The company also forecast earnings per share growth of 15 percent to 20 percent next year.

"Another impressive set of quarterly results from Medco affirms our view that PBMs are among the best-positioned groups within our coverage universe to flourish in a weak U.S. economy," Morgan Stanley analyst David Veal said in a research note.

Net income rose to $295.7 million, or 58 cents per share, from $214.7 million, or 39 cents per share, a year earlier.

Excluding items, earnings were 63 cents per share, beating Wall Street estimates by 1 cent, according to Reuters Estimates.

The Franklin Lakes, New Jersey-based company also said its board approved a plan to repurchase up to $3 billion in shares through November 2010.

Pharmacy benefit managers (PBMs) administer prescription drug benefits for employers and health plans and operate large mail-order pharmacies.

Medco says it derives more than half its profit from delivering generic drugs by mail. Like other PBMs, it can take advantage of low prices from generic manufacturers and capture more profit by dispensing the drugs itself.

President-elect Barack Obama is seen favoring increased use of generic drugs to temper prescription drug spending, which stands to help PBMs, according to Jefferies & Co analyst Arthur Henderson.

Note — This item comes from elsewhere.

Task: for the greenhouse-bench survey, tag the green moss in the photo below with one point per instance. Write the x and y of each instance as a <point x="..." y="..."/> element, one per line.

For the quarter, the company's adjusted volume of prescriptions handled rose 5.6 percent to 193 million. Its mail-order volume jumped 11.1 percent to 26.1 million.

Medco's rate of dispensing generic drugs increased 4.1 percentage points to 64.4 percent.

"We have seen clients and consumers alike choosing the cost-saving benefits of mail-order and generics in these difficult economic times," Medco CEO David Snow said in a statement.

Medco affirmed its 2008 forecast. It also forecast 2009 earnings per share, excluding items, at $2.67 to $2.77, or growth of 15 percent to 20 percent. Analysts expect $2.73.

Through Tuesday, shares of Medco have fallen 26 percent this year, better than a 31.5 percent drop for the Standard & Poor's 500 index <.SPX>.